Are Leftists Becoming Liberals Again?

Signs of moderation in an age of ideological excess.

By James Freeman, WSJ April 2, 2024

Harvard University in Cambridge, Mass. PHOTO: STEVEN SENNE/ASSOCIATED PRESS

It’s not every day you see a Harvard law professor inveighing against requirements that potential faculty members submit “diversity, equity, and inclusion” statements along with their job applications. But here’s Randall Kennedy opining in the Harvard Crimson:

By requiring academics to profess — and flaunt — faith in DEI, the proliferation of diversity statements poses a profound challenge to academic freedom…

Playing ball entails affirming that the DEI bureaucracy is a good thing and asking no questions that challenge it, all the while making sure to use in one’s attestations the easy-to-parody DEI lingo. It does not take much discernment to see, moreover, that the diversity statement regime leans heavily and tendentiously towards varieties of academic leftism and implicitly discourages candidates who harbor ideologically conservative dispositions.

In addition to exerting pressure towards leftist conformity, the process of eliciting diversity statements abets cynicism. Detractors reasonably suspect that underneath the uncontroversial aspirations for diversity statements — facilitating a more open and welcoming environment for everyone — are controversial goals including the weeding out of candidates who manifest opposition to or show insufficient enthusiasm for the DEI regime.

Prof. Kennedy continues his harsh critique and says he’s far from alone in holding such views:

By overreaching, by resorting to compulsion, by forcing people to toe a political line, by imposing ideological litmus tests, by incentivizing insincerity, and by creating a circular mode of discourse that is seemingly impervious to self-questioning, the current DEI regime is discrediting itself.

It would be hard to overstate the degree to which many academics at Harvard and beyond feel intense and growing resentment against the DEI enterprise because of features that are perhaps most evident in the demand for DEI statements. I am a scholar on the left committed to struggles for social justice. The realities surrounding mandatory DEI statements, however, make me wince. The practice of demanding them ought to be abandoned, both at Harvard and beyond.

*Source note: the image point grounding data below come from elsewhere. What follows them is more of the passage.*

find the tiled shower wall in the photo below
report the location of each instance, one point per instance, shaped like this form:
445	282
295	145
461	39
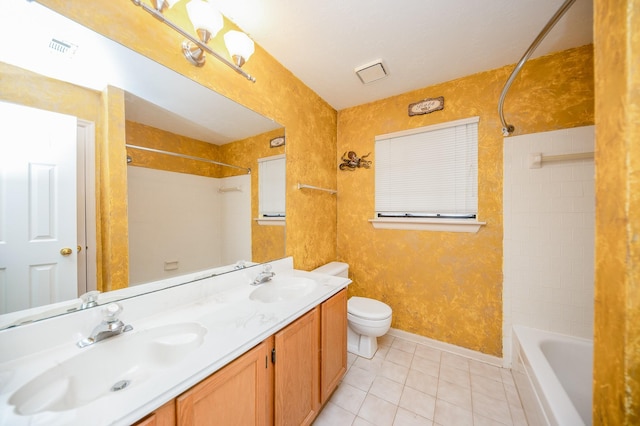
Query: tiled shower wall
549	221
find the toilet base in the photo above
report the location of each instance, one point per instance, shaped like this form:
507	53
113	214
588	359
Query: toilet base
361	345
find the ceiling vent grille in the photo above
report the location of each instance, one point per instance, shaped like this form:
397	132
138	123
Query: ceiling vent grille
371	72
63	48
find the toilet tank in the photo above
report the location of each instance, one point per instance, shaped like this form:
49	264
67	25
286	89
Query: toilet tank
338	269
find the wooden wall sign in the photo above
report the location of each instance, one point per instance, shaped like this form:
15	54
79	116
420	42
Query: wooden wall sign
426	106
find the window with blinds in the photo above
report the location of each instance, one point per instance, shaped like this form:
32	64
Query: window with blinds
271	185
429	172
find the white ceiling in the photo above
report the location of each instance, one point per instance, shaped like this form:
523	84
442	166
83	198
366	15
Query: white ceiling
155	95
422	42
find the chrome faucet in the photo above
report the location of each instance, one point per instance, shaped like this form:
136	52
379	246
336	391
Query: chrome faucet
264	276
89	299
109	327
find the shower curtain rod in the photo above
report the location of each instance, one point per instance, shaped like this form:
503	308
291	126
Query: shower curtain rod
188	157
508	128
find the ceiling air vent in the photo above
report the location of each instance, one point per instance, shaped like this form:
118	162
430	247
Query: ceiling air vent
63	48
371	72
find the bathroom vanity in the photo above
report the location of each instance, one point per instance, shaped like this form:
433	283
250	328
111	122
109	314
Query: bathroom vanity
217	349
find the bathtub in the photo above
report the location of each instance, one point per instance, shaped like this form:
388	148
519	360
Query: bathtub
553	374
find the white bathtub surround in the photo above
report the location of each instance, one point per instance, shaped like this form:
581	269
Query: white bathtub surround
180	223
221	304
549	223
553	374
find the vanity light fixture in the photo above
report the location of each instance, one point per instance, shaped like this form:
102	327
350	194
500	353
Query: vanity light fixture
207	22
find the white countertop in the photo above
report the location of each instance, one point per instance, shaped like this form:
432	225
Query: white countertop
221	304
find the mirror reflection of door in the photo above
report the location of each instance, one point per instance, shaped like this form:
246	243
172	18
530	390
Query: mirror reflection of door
39	249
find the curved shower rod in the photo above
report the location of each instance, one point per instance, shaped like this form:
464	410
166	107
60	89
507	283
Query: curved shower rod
508	128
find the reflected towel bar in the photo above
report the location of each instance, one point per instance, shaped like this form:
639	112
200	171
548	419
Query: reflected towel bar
301	186
188	157
537	159
230	189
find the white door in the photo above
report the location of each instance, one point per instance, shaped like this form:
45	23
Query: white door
38	243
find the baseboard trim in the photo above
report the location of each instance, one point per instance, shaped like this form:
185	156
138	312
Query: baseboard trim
447	347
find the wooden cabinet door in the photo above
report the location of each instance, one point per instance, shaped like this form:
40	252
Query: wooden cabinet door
163	416
297	365
234	396
333	346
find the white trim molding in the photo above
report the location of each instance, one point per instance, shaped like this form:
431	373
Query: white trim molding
426	224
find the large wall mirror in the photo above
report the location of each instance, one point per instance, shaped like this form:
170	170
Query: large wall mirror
186	213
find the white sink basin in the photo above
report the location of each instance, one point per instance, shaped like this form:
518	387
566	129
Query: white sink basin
281	289
108	366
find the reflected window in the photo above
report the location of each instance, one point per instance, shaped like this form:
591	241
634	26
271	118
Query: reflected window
271	183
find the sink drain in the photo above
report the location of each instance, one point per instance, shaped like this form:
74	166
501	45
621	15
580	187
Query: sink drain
120	385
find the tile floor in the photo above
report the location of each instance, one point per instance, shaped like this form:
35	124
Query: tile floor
408	384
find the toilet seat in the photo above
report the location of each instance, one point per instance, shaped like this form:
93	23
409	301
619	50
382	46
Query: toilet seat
366	308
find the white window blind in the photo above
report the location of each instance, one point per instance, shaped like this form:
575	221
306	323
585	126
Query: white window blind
428	172
271	183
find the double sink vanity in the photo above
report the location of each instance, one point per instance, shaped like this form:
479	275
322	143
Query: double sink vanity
218	350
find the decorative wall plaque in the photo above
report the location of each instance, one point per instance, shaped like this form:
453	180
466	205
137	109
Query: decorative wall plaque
426	106
275	142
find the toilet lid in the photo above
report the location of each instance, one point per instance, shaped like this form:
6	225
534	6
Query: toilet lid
368	308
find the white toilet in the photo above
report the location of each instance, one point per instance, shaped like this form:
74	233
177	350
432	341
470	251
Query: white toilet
368	319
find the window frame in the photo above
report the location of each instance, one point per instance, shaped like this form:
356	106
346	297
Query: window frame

Also noteworthy is another opinion piece—one that’s bouncing around the world of nonprofit activists—that also appears to reject leftist excess. But it’s a little harder to know what to make of this one. Rachel Pritzker, a member of a prominent Democratic family, writes in the Chronicle of Philanthropy:

Twenty years ago, in the mid-2000s, I was a partisan warrior, and my philanthropy was entirely dedicated to pursuing my ideological beliefs. At the time, I served as a founding board member of the Democracy Alliance, a network of philanthropists focused on advancing a progressive policy agenda.

But at a certain point, I came to see that my efforts, under the banner of “democracy,” were actually furthering the decline of democracy. Our passionate advocacy, while aimed at strengthening the country, was contributing to mounting gridlock and toxic partisanship. Democratic elected officials felt increasingly pressured to adhere to party orthodoxy rather than passing legislation through compromise, lest they be primaried by a progressive group for being insufficiently pure…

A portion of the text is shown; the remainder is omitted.